Figure 6.. PAR-3 is required to enrich PAR-6 at the lumenal membrane.

(A–B) Distribution of PAR-3::ZF1::YFP in larval excretory canal in control (A) and hspP::zif-1 (B) worms. (A’–B’) Distribution of PAR-6::mKate in the larval excretory canal of control (A’) and hspP::zif-1 (B’) worms expressing PAR-3::ZF1::YFP. Arrowheads show punctate PAR-6::mKate along lumenal membrane. (C–D) Line traces of PAR-3::ZF1::YFP (green) and PAR-6::mKate (magenta). Intensities were normalized to compare peak values of each channel. ‘0.0’ on x-axis represents the center point of the canal lumen. n = 5 larvae. (E) Quantification of lumenal membrane to cytoplasm intensity ratio of PAR-6::mKate expression in the excretory canal of control and hspP::zif-1 larvae expressing PAR-3::ZF1::YFP. Individual data points (small dots) are color-coded (orange, purple, and light blue) from three independent replicates. Large dots represent the mean of each replicate, horizontal bar is the mean of means, and error bars are the SEM. p values were calculated using a ratio paired t-test of the means. n = 6, 6, 8 for control; n = 4, 7, 8 for hspP::zif-1. (F–G) Distribution of PAR-6::ZF1::YFP in larval excretory canal in control (F) and hspP::zif-1 (G) worms. (F’–G’) Distribution of PAR-3::mCherry in larval excretory canal of control (F’) and hspP::zif-1 (G’) worms expressing PAR-6::ZF1::YFP. (H–I) Line traces of PAR-6::ZF1::YFP (green) and PAR-3::mCherry (magenta). Intensities were normalized to compare peak values of each channel. ‘0.0’ on x-axis represents the center point of the canal lumen. n = 5 larvae. (J) Quantification of lumenal membrane to cytoplasm intensity ratio of PAR-3::mCherry expression in the excretory canal of control and hspP::zif-1 larvae expressing PAR-6::ZF1::YFP. Data depicted as in panel E. p values were calculated using a ratio paired t-test of the means. n = 9, 8, 9 for control; n = 7, 8, 9 for hspP::zif-1. Outline of excretory canal cytoplasm is indicated by dotted line. Scale bars, 10 μm.

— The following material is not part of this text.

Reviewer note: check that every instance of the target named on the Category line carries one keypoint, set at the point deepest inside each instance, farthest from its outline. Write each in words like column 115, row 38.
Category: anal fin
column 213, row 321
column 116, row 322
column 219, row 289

Figure 7.. CDC-42 and EXC-5 are required to enrich PAR-6 and PKC-3 at the lumenal membrane.

(A–B) Distribution of ZF1::YFP::CDC-42 in larval excretory canal in control (A) and hspP::zif-1 (B) worms. (A’–B’) Distribution of PAR-6::mKate in the larval excretory canal of control (A’) and hspP::zif-1 (B’) worms expressing ZF1::YFP::CDC-42. (C–D) Line trace of ZF1::YFP::CDC-42 (green) and PAR-6::mKate (magenta). Intensities were normalized to compare peak values of each channel. ‘0.0’ on x-axis represents the center point of the canal lumen. n = 5 larvae. (E) Quantification of lumenal membrane to cytoplasm intensity ratio of PAR-6::mKate expression in the excretory canal of control and hspP::zif-1 larvae expressing ZF1::YFP::CDC-42. Individual data points (small dots) are color-coded (orange, purple, and light blue) from three independent replicates. Large dots represent the mean of each replicate, horizontal bar is the mean of means, and error bars are the SEM. p values were calculated using a ratio paired t-test of the means. n = 8, 7, 7 for control; n = 9, 7, 8 for hspP::zif-1. (F–G) Distribution of EXC-5::ZF1::mScarlet in the larval excretory canal in control (F) and hspP::zif-1 (G) worms. (F’–G’) Distribution of GFP::PKC-3 in the larval excretory canal of control (F’) and hspP::zif-1 (G’) worms expressing EXC-5::ZF1::mScarlet. (H–I) Line trace of GFP::PKC-3 (green) and EXC-5::ZF1::mScarlet (magenta). Intensities were normalized to compare peak values of each channel. ‘0.0’ on x-axis represents the center point of the canal lumen. n = 5 larvae. (J) Quantification of lumenal membrane to cytoplasm intensity ratio of GFP::PKC-3 expression in the excretory canal of control and hspP::zif-1 larvae expressing EXC-5::ZF1::mScarlet. Data are depicted as in panel E. p values were calculated using a ratio paired t-test of the means. n = 5, 6, 6 for control; n = 5, 5, 6 for hspP::zif-1. (K) Model of PAR and exocyst regulation of excretory cell lumen extension. Cross section of larval excretory canal (left) depicts large, canalicular vesicles fusing with the lumenal membrane (red) during lumen extension. Boxed region represents a portion of canal where lumen extension is occurring, magnified at right to show a proposed molecular pathway for lumenal vesicle tethering. Outline of excretory canal cytoplasm is indicated by dotted line. Scale bars, 10 μm.